La crise a Ai??clatAi?? fin 2007 par un scandale : l’affaire de « la caisse noire » de l’UIMM qui aurait servi Ai?? « fluidifier les relations sociales », a jetAi?? un doute sur le financement des syndicats des salariAi??s. Puis en 2008, cai??i??est au tour du Medef dai??i??A?tre mis en cause dans la gestion des fonds de la mAi??decine du travail. La mA?me annAi??e, les fonds de la formation professionnelle – 26 milliards dai??i??euros par an – sont dans le collimateur du rapport Ferracci : en ligne de mire, les organismes collecteurs (OPCA), rAi??putAi??s pour lai??i??opacitAi?? de leur gestion et des frais de fonctionnement dAi??mentiels. Au mois de dAi??cembre, la faible participation aux Ai??lections prudai??i??homales ai??i?? dans le collA?ge employeurs, abstention de 70% des inscrits reprAi??sentant eux-mA?mes seulement 20% des patrons – ne donne pas grand poids aux rAi??sultats et incite le gouvernement Ai?? ouvrir la voie Ai?? un changement dans le mode de ces Ai??lectionsai??i?? En parallA?le, la rAi??forme des CCI qui devait A?tre bouclAi??e rapidement, patine et est repoussAi??e en 2010 faute de consensus entre les chambres consulaires. Le coup de grA?ce viendra ai??i?? comme toujours ai??i?? dai??i??une personnalitAi?? extAi??rieure Ai?? ces institutions : RenAi?? Ricol, nommAi?? MAi??diateur du CrAi??dit fin 2008, rappelle les organisations patronales et les chambres consulaires Ai?? leur mission premiA?re : il leur demande de mettre en place des tiers de confiance pour aider les entreprises en difficultAi?? Ai?? faire face Ai?? la crise. La crise Ai??conomique et financiA?re, a ainsi mis en lumiA?re la crise de syndicats patronaux qui n’ont pas vu venir la rAi??cession et nai??i??ont donc pas alertAi?? lai??i??exAi??cutif Ai?? temps, ni mis en place les services pour prAi??venir les dAi??faillances dai??i??entreprises.

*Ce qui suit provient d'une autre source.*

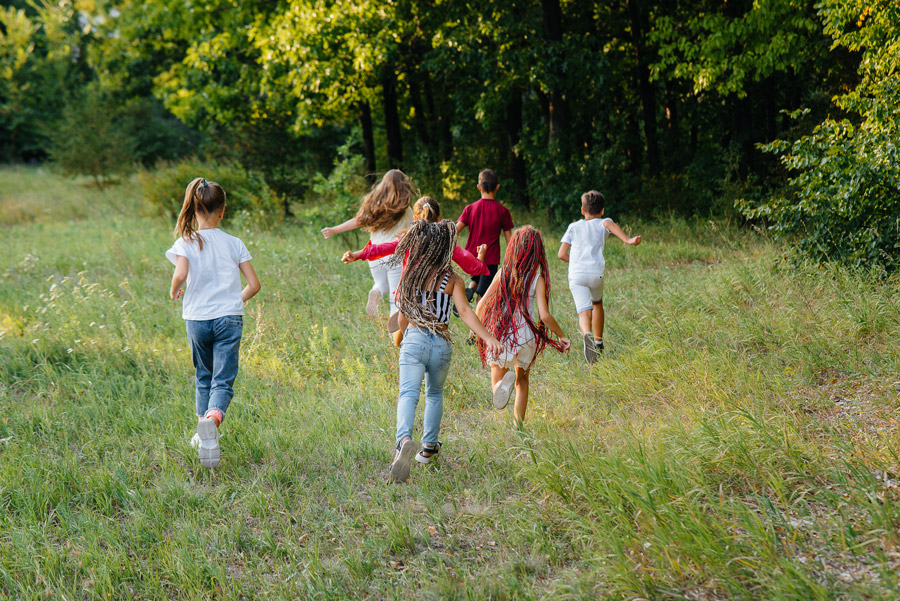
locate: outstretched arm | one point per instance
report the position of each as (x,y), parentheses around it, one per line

DAi??sormais, les organisations patronales ne pourront plus sai??i??exonAi??rer dai??i??une rAi??flexion sur leur reprAi??sentativitAi??, leur financement et leur objet social.

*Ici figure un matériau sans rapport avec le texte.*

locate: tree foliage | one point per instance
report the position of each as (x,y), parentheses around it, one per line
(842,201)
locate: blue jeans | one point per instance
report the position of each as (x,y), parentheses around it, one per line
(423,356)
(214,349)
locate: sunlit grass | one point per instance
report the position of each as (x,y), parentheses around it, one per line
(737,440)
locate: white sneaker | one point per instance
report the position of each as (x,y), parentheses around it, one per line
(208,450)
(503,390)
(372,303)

Mobile spy, How to hack messages in iphone. La reprAi??sentativitAi?? dai??i??abord. Pour le Cerf, seule une structure issue d’une Ai??lection Ai?? la proportionnelle, permettrait d’asseoir la lAi??gitimitAi?? de reprAi??sentants aujourd’hui cooptAi??s : en effet, la reprAi??sentativitAi?? serait ainsi transfAi??rAi??e Ai?? ces patrons Ai??lus par leurs pairs et rassemblAi??es au sein de chambres patronales. Au niveau national, ceux-ci seraient les mieux qualifiAi??s pour sai??i??emparer des rAi??formes lancAi??es par le gouvernement et mA?me les initier : demander comme aujourdai??i??hui Ai?? ceux qui ont Ai??chouAi?? voire fautAi??, de se pencher sur une rAi??forme de la mAi??decine du travail, du 1% logement, des caisses complAi??mentaires (santAi??, retraite, prAi??voyance), de lai??i??accA?s des handicapAi??s au travailai??i?? laisse songeur. Il s’agit bien aujourd’hui de mobiliser et d’associer le plus grand nombre : cette question de la reprAi??sentativitAi??, en particulier de la reprAi??sentation des TPE, est donc un prAi??alable Ai?? toute rAi??forme.

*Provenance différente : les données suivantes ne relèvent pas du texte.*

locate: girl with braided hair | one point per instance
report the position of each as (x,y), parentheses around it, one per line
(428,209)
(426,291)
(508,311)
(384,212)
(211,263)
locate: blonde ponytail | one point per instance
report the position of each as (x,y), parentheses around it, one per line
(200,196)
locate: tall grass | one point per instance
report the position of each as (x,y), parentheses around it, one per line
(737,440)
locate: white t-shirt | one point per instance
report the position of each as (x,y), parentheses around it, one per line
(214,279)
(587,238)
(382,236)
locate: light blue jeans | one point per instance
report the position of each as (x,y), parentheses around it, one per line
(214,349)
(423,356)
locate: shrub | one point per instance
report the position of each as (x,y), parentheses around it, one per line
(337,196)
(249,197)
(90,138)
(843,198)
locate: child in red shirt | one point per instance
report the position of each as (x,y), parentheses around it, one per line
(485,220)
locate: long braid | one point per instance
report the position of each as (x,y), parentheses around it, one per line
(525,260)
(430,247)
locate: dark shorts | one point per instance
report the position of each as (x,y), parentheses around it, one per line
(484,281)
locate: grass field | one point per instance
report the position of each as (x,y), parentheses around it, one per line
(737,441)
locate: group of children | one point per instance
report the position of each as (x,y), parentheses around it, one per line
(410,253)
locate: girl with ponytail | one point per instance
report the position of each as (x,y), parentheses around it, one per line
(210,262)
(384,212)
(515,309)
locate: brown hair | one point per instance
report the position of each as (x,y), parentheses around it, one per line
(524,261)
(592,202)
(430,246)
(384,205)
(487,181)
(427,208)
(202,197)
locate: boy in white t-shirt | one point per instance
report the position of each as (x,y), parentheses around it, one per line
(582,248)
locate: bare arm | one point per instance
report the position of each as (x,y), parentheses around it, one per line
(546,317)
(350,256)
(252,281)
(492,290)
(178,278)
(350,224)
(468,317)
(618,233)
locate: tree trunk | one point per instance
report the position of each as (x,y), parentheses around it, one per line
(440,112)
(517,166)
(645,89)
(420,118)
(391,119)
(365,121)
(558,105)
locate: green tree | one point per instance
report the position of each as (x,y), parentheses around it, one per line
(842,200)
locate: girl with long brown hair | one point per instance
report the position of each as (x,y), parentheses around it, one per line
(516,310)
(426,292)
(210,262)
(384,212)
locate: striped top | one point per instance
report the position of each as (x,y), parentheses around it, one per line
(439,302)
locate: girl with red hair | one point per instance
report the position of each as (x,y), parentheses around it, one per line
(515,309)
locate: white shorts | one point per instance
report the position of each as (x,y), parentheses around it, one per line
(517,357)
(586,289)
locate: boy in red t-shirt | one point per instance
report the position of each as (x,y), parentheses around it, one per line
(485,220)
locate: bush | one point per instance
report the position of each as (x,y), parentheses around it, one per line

Le financement ensuite. Lorsque les cotisations reprAi??sentent seulement 17% du budget comme Ai?? la CGPME (62% pour le Medef), les adhAi??rents ne peuvent avoir quai??i??une influence mineure sur le fonctionnement et lai??i??action de leur syndicat. Chacun sai??i??aperAi??oit vite qu’il n’est pas entendu, encore moins consultAi??. DA?s lors, il ne faut pas sai??i??Ai??tonner que si peu de patrons adhA?rent Ai?? des organisations qui ne les aident pas quand ils en ont le plus besoin. Si lai??i??on veut des syndicats efficients, il faut que leurs ressources soient directement liAi??es au service rendu Ai?? lai??i??adhAi??rent.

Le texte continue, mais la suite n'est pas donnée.